Audio Routing for Live Broadcast: Managing Multi-Channel Audio Streams
Why Audio Routing Matters More Than You Think
In live broadcast engineering, audio is simultaneously the most important and most neglected element of the signal chain. Audiences will tolerate a slightly soft picture. They will not tolerate missing audio, wrong-language audio, phase-inverted stereo, or a live microphone on the wrong channel. Bad audio ends broadcasts. Good audio is invisible.
The challenge is that modern live production involves increasingly complex audio requirements: multiple languages, commentary plus ambient sound, hearing-impaired descriptive tracks, and different channel layouts for different destinations. A stream going to YouTube needs stereo. The same stream going to a broadcast partner might need 5.1 surround. The international feed needs the natural sound without commentary.
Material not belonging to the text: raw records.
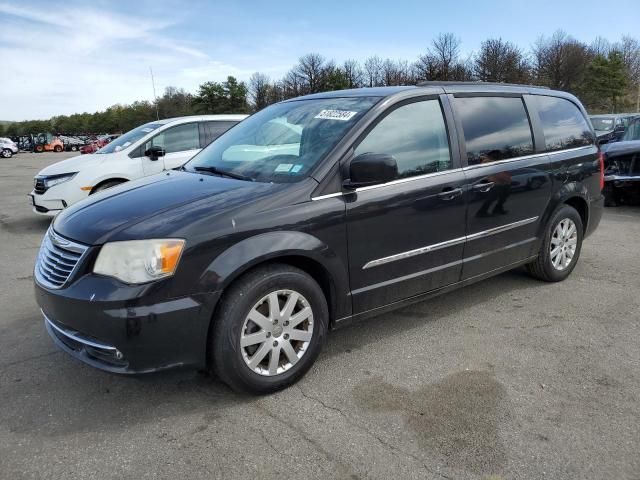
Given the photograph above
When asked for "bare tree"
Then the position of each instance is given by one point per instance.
(353, 73)
(500, 61)
(259, 85)
(373, 71)
(560, 61)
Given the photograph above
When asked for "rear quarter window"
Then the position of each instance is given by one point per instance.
(495, 128)
(563, 124)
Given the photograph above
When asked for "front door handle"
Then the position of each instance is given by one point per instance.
(483, 187)
(450, 193)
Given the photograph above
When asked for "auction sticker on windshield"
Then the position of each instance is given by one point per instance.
(342, 115)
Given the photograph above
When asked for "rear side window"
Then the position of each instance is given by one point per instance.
(495, 128)
(209, 131)
(415, 135)
(563, 124)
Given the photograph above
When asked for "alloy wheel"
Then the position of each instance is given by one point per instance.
(276, 333)
(564, 242)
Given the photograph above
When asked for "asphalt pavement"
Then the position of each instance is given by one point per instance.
(509, 378)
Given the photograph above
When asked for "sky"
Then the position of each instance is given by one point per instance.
(59, 58)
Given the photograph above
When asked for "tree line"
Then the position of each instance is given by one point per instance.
(604, 75)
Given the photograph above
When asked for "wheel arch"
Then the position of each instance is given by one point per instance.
(297, 249)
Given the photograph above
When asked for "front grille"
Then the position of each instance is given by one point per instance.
(57, 260)
(38, 185)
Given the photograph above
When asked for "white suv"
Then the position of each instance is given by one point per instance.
(145, 150)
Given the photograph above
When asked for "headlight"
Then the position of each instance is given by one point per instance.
(56, 179)
(139, 261)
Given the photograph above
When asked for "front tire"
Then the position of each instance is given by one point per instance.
(269, 329)
(561, 246)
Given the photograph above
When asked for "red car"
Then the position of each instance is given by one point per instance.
(97, 144)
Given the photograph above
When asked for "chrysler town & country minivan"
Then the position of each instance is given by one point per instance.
(316, 212)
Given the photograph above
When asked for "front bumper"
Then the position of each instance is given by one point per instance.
(127, 329)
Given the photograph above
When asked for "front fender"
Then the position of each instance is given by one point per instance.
(252, 251)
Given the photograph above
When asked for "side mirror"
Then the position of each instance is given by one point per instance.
(155, 153)
(371, 169)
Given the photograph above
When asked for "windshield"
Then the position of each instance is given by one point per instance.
(633, 131)
(129, 138)
(283, 142)
(603, 124)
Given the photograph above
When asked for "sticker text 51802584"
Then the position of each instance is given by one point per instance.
(342, 115)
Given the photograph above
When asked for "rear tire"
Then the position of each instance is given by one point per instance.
(277, 297)
(560, 247)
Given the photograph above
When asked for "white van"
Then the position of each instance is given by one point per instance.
(145, 150)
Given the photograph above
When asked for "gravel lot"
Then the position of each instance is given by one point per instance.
(509, 378)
This guide covers how to handle audio routing in a streaming gateway context, with practical configurations for common broadcast scenarios.
Audio Fundamentals for Streaming Engineers
Before diving into routing, let’s establish the terminology and concepts that matter for live stream audio.
Channel Layouts
Audio streams carry one or more channels in a defined layout:
| Layout | Channels | Common Use |
|---|---|---|
| Mono | 1 | Voice-only feeds, IFB |
| Stereo | 2 (L, R) | Web streaming, social platforms |
| 5.1 Surround | 6 (FL, FR, FC, LFE, SL, SR) | Broadcast TV, premium streams |
| 7.1 Surround | 8 (FL, FR, FC, LFE, SL, SR, BL, BR) | Cinema, immersive audio |
Most streaming platforms accept stereo only. Broadcast partners and OTT platforms may require multi-channel audio. Your gateway needs to handle both from the same source.
Embedded Audio vs. Separate Audio
In professional video transport (SDI, SRT, RTMP), audio is embedded in the video stream rather than carried as a separate signal. A single SRT stream typically carries the video plus multiple audio channels as interleaved PCM or compressed audio (AAC, Opus).
The number of audio channels in your transport stream depends on the encoder configuration. A common setup is 8 channels of embedded audio: channels 1-2 for program stereo, channels 3-4 for commentary, channels 5-6 for natural/ambient sound, and channels 7-8 for secondary language or talkback.
Sample Rate and Bit Depth
For broadcast streaming:
- Sample rate: 48 kHz (broadcast standard). Never use 44.1 kHz (CD standard) in a broadcast chain.
- Bit depth: 16-bit for compressed delivery (AAC), 24-bit for uncompressed transport (PCM in SRT/SDI).
- Codec: AAC-LC for RTMP/HLS output, Opus for low-latency applications, PCM for transport between facilities.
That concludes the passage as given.